Circumcision, the removal of the foreskin on a penis, is usually done on male babies in Houston. Occasionally, though, the procedure is done on adult males who have infections or other medical conditions that warrant the small surgery. In Houston, many males have the procedure done each year with little incident. However, in a recent news report out of Birmingham, a man claims his entire penis was removed during a circumcision surgical error.

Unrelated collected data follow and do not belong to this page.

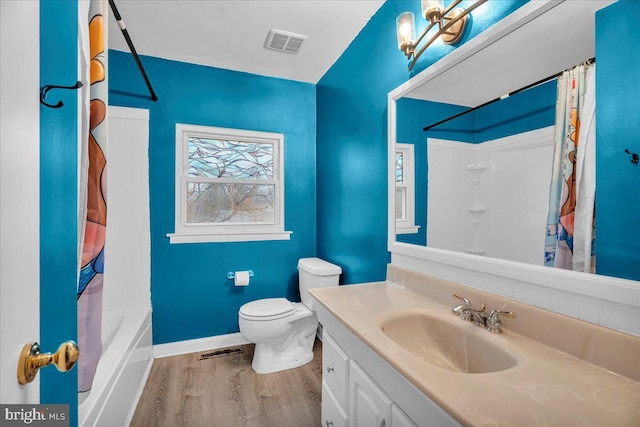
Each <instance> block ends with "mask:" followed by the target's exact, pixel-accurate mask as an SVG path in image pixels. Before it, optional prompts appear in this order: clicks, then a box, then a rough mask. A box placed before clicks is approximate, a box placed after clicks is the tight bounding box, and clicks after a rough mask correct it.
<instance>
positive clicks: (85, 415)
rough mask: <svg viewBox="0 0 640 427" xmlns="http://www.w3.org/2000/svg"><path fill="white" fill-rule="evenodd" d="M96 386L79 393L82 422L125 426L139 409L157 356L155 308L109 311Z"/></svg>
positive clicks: (80, 420) (104, 320)
mask: <svg viewBox="0 0 640 427" xmlns="http://www.w3.org/2000/svg"><path fill="white" fill-rule="evenodd" d="M102 345H103V350H102V356H101V357H100V362H99V363H98V369H97V371H96V376H95V378H94V381H93V387H92V389H91V390H90V391H88V392H85V393H78V425H79V426H81V427H93V426H97V427H102V426H124V425H127V424H128V423H129V421H130V420H131V418H132V416H133V412H134V411H135V407H136V405H137V402H138V399H139V398H140V394H141V393H142V388H143V387H144V383H145V382H146V379H147V376H148V375H149V370H150V369H151V363H152V362H153V358H152V355H151V352H152V347H151V346H152V343H151V310H150V309H148V308H147V309H144V310H127V311H107V312H105V313H103V316H102Z"/></svg>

The Birmingham man underwent a circumcision operation to avoid a potential infection because of a particular medical condition. After the patient woke up from surgery, he realized that his penis was missing and that the doctor had performed more than a circumcision on him. The patient says he is in incredible pain and has filed a malpractice lawsuit against his medical team.

When a routine surgery goes wrong families, patients are likely to be angry and wonder what happened to cause such an injury. If it was caused by a surgical mistake, compensation may be available for victims and their families. A legal professional skilled in medical malpractice can help families determine what caused the surgery to go wrong and who should be responsible for the results. They can review medical records and pathology reports in order to see if the negligence could have been prevented. Although all surgeries involve some degree of risk, unwarranted negligence can occur under some circumstances. It is important to hold negligent medical professionals accountable so that they don’t harm anyone else.

Houston residents who undergo surgery may feel trepidation prior to a procedure. Most procedures are done without incident, but when negligence does occur, medical professionals need to be held accountable. The law is there to protect victims of medical malpractice and their families.